L’analyse des réponses, ou «verbatim», met en lumière une différenciation marquée entre les deux établissements. Par exemple, pour une demande concernant la même exposition, un établissement (l’institution X) propose un créneau de visite guidée à la classe parisienne, tandis qu’il informe la professeure séquano-dyonisienne que l’exposition n’est «pas adaptée» pour des élèves de 4e, ajoutant qu’aucune visite guidée n’est possible car la thématique «ne figure pas au programme scolaire» de ce niveau.
De plus, les établissements culturels tendent à omettre certaines informations lorsqu’ils répondent au collège de Seine-Saint-Denis. Ainsi, la professeure séquano-dyonisienne est fréquemment redirigée vers le site internet de l’établissement pour plus d’informations, tandis que la professeure parisienne reçoit des détails complets et précis directement par le biais de l’interlocuteur ou interlocutrice. Ces réponses, adressées au collège parisien, sont globalement plus détaillées et bienveillantes, renforçant l’idée d’une inégalité de traitement entre les établissements de Seine-Saint-Denis et de Paris.
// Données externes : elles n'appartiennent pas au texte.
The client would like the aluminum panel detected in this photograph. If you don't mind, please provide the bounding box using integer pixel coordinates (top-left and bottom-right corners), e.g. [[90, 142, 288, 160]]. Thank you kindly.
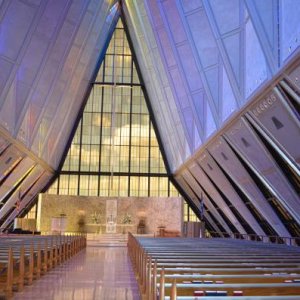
[[189, 161, 247, 233], [208, 138, 289, 236], [249, 90, 300, 164], [198, 153, 265, 235], [1, 172, 52, 229], [0, 146, 24, 182], [0, 157, 35, 203], [182, 170, 232, 233], [226, 120, 300, 222]]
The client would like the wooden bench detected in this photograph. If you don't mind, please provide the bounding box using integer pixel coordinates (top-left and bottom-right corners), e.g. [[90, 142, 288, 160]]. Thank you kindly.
[[0, 235, 86, 297], [128, 235, 300, 299]]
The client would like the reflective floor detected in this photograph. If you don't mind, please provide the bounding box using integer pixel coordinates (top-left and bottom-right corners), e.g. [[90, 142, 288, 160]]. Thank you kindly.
[[13, 242, 140, 300]]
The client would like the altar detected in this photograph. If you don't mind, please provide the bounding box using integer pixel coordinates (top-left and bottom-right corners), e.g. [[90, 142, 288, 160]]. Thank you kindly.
[[86, 223, 137, 234], [37, 194, 183, 234]]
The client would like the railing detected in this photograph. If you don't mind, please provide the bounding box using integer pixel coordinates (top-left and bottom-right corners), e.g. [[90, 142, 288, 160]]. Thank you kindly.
[[206, 231, 300, 246]]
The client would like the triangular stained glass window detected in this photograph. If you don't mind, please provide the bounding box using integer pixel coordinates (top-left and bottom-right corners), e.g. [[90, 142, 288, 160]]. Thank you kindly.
[[48, 19, 178, 197]]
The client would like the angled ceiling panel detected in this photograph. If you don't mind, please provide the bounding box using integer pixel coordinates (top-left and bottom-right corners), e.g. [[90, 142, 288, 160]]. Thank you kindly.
[[0, 166, 43, 220], [208, 138, 289, 236], [226, 120, 300, 222], [0, 157, 34, 205], [189, 162, 247, 234], [249, 88, 300, 164], [176, 177, 226, 236], [245, 0, 279, 73], [0, 146, 24, 182], [1, 168, 53, 228], [176, 171, 232, 233], [198, 153, 266, 235]]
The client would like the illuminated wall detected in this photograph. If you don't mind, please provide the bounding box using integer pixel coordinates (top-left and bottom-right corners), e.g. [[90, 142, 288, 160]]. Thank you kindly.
[[49, 20, 178, 197]]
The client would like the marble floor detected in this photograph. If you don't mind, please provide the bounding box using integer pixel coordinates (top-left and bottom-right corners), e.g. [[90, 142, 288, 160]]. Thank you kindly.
[[13, 241, 140, 300]]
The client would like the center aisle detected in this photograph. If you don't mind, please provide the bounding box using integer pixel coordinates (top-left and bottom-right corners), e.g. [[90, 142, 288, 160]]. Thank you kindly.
[[14, 236, 140, 300]]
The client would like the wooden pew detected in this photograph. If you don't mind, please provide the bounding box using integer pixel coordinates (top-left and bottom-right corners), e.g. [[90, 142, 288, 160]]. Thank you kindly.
[[128, 235, 300, 299], [0, 235, 86, 297]]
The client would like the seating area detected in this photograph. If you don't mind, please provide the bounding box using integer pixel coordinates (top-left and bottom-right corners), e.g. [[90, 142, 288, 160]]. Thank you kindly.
[[128, 234, 300, 300], [0, 235, 86, 298]]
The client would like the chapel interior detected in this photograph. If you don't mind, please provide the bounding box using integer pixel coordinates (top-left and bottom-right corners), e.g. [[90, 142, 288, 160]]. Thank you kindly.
[[0, 0, 300, 300]]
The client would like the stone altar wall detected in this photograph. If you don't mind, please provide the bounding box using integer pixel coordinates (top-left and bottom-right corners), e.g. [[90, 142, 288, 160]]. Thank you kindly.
[[37, 194, 183, 233]]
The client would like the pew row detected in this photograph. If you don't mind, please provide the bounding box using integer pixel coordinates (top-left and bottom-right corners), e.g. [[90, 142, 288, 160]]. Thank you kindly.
[[128, 234, 300, 300], [0, 235, 86, 298]]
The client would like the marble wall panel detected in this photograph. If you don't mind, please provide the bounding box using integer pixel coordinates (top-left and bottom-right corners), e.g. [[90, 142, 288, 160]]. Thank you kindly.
[[37, 194, 183, 233]]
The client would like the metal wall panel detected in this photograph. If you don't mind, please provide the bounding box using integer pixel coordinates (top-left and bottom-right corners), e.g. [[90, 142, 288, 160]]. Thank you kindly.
[[0, 146, 24, 181], [208, 138, 289, 236], [198, 153, 265, 235], [182, 171, 232, 233], [189, 162, 247, 233], [249, 88, 300, 164], [226, 120, 300, 222]]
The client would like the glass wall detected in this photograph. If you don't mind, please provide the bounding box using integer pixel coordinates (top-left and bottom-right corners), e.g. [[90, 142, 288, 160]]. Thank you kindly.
[[48, 21, 178, 197]]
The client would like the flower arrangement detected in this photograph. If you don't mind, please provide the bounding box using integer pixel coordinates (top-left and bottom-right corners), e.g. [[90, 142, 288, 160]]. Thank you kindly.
[[91, 212, 101, 224], [122, 213, 132, 224]]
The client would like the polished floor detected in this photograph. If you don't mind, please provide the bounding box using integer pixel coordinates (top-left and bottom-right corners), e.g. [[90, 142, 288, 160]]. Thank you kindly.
[[13, 237, 140, 300]]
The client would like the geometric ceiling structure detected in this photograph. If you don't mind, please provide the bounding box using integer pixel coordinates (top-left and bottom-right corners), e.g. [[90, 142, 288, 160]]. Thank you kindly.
[[0, 0, 300, 236], [48, 19, 178, 197]]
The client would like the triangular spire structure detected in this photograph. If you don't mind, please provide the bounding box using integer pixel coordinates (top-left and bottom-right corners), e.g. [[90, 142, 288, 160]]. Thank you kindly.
[[49, 19, 178, 197]]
Ces résultats mettent donc en évidence des inégalités d’accès aux offres culturelles en Île-de-France, limitant l’accès des élèves de Seine-Saint-Denis à une information de qualité égale et à des opportunités culturelles comparables. L’étude souligne ainsi la nécessité de sensibiliser les établissements culturels à ces enjeux et d’encourager des pratiques d’accueil plus inclusives et équitables.